Scraping Chinese government websites

How Chinese government documents are created

The following workflow for Chinese government documents was pieced together from evidence present in the webpage source code itself, as well as documents from the main company involved in the operation: TRS.

The gov.cn open information system (信息公开) operates as a structured content pipeline built on the TRS WCM (拓尔思内容协作平台) v7.x content management platform, where documents originate as rich-text files (typically WPS or word) written directly by civil servants and government and Party officials. They are either directly edited in the content management system or more likely imported with formatting preserved. During ingestion, each document is stored as a record consisting of metadata fields (such as title, issuer, dates, and identifiers) alongside a rich-text content body, with minimal normalisation applied so that paragraph order and inline formatting remain largely unchanged from the original source. This is an extremely important point for scholars wishing to scrape and analyse Chinese government documents via this route via this route.

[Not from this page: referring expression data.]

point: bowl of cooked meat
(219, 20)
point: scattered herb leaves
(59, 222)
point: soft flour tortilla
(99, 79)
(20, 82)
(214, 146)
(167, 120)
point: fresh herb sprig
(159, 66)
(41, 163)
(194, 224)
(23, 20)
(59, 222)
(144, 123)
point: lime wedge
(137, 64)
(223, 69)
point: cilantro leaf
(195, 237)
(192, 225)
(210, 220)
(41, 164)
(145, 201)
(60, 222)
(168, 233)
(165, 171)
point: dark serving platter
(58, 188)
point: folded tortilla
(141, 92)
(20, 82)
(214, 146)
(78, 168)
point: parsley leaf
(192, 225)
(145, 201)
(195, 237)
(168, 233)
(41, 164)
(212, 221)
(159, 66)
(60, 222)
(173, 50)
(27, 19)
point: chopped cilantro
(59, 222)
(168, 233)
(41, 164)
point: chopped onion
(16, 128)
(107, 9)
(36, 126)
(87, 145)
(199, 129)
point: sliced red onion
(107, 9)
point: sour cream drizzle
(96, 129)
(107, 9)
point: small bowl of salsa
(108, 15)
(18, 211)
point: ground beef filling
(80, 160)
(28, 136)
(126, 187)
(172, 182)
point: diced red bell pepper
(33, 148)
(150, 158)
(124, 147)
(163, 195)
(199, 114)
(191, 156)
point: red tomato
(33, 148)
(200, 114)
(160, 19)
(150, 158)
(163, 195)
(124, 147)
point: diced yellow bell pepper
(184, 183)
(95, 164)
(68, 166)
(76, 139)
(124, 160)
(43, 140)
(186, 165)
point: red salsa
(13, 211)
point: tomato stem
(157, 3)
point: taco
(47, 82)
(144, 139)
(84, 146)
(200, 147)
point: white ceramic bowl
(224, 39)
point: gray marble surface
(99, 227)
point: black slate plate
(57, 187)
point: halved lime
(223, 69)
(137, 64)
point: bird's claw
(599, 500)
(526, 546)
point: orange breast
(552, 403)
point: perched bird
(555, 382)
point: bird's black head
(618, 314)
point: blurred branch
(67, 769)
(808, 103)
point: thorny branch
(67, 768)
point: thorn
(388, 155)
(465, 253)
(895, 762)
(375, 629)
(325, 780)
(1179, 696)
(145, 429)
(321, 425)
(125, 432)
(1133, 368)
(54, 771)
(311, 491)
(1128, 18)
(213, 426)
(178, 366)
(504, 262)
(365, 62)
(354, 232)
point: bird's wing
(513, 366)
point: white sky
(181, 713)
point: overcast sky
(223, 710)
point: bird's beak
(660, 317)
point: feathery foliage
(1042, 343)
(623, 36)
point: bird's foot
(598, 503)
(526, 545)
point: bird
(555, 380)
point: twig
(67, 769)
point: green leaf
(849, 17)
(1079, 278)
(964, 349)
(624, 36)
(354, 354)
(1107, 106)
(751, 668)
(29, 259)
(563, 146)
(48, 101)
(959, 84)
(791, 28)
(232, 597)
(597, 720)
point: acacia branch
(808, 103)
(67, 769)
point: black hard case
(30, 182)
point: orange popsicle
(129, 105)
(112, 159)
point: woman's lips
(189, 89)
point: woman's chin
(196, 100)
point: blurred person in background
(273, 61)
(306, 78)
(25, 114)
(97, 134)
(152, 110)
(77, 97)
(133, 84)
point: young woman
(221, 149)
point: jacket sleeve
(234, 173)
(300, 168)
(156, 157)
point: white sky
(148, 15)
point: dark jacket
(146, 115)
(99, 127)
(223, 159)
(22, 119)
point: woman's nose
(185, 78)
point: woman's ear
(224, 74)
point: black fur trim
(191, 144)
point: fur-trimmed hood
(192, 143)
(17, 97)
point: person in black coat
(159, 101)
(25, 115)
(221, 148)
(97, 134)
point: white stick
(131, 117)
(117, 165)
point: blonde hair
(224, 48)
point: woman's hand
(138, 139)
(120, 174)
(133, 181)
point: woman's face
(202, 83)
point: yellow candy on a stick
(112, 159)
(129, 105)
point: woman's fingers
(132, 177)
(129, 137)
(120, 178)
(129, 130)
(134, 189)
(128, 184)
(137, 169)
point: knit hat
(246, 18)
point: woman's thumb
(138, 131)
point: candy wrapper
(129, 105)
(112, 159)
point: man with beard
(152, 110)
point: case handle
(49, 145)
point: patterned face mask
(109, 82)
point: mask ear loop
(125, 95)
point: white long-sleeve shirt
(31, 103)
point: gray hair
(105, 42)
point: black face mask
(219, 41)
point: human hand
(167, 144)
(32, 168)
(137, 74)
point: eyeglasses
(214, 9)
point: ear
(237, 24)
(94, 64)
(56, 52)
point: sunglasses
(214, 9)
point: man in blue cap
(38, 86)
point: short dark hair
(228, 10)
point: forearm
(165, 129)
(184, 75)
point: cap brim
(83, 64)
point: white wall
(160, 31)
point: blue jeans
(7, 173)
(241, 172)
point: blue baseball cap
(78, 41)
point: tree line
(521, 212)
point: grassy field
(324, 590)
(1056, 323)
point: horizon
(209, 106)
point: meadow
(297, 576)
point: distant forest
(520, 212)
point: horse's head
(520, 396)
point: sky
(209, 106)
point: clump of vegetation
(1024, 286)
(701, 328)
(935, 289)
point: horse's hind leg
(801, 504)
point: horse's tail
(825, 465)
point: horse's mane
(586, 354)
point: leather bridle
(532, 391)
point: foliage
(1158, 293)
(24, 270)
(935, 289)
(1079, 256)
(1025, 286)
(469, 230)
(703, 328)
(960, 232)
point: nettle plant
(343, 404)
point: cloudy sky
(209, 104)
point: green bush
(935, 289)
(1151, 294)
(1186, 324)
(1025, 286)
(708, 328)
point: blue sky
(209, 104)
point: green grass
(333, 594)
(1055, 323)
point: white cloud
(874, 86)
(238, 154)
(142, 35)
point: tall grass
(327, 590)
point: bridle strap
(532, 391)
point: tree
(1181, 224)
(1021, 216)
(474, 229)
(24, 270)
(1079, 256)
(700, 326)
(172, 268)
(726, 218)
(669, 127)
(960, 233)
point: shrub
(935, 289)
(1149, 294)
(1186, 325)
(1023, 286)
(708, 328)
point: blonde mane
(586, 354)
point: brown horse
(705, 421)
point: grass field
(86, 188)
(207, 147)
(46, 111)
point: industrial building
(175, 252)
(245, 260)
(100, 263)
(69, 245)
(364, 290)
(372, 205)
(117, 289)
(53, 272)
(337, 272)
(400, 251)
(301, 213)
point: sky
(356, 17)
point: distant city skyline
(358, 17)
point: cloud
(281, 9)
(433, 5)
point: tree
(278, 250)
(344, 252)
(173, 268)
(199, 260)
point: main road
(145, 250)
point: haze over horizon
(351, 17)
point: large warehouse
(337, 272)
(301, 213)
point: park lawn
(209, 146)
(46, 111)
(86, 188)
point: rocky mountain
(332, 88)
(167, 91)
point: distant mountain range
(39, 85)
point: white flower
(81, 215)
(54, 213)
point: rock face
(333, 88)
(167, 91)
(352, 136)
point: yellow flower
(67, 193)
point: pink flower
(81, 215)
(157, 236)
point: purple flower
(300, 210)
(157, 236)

These records are stored in a relational database and (this is conjecture on my part) passes through a multi-step editorial workflow consisting of draft, review, approval, although this workflow is not visible in the final published output. Publication is handled by a server-side templating system, where a single, consistent template injects record fields into fixed html structures; the document body is inserted verbatim into a designated content container, while metadata is rendered in multiple locations across the page. The final output consists of static html files generated at publish time, with no client-side rendering or content generation; javascript is included only for interface features such as accessibility, navigation, and analytics, and does not affect the document text.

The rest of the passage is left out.